Solvency requirements for deferred annuities have been analysed and compared to those of immediate annuities. Particular focus has been placed on the longevity risk. This has been incorporated to the analysis using different deterministic and stochastic models, particularly the family of generalized age-period-cohort stochastic mortality models. Several numerical examples illustrate solvency requirements produced by these different approaches to longevity risk. The results demonstrate the dramatic importance of the mortality models on evaluation of solvency margins for life annuities and the fact that model risk is a prevalent issue when forecasting solvency margins. Another focus of this paper is the deferment period and its effect on solvency requirements. The margins increase with longer deferment periods which is caused by the extra longevity risk and the greater uncertainty about numbers of future survivors. Section 5 explores the impact of stochastic interest rates on solvency margins and corresponding confidence intervals.

The analysis could be extended, by considering some realistic features such as level premiums, return of premium guarantees in case of premature death and guaranteed annuity during the payout phase. Each one, or combinations, of such provisions will affect the solvency margin in a way that may not be easily anticipated.

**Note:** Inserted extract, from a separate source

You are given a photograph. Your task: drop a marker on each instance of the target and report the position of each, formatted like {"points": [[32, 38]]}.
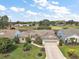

While the paper has focused most of its attention on model risk, with all models calibrated on the same fixed sample, another dimension worth exploring would involve the dependence of results on the fitting period. It is well known, see for instance Cairns et al. (2011); Basellini et al. (2023), that mortality forecasts can be highly sensitive to the length of historical data employed in the estimation process. In turn, simulations and solvency margins may also be affected. Two routes seems viable in that respect. One may engage in a careful examination of available models, seeking for the most appropriate compromise between forecasting accuracy and robustness with respect to the fitting period. Alternatively, a fully fledged model averaging approach where a range of mortality models, trained over different periods, are combined through a weighing process to produce robust results, see for instance Benchimol et al. (2016) and Shang (2012).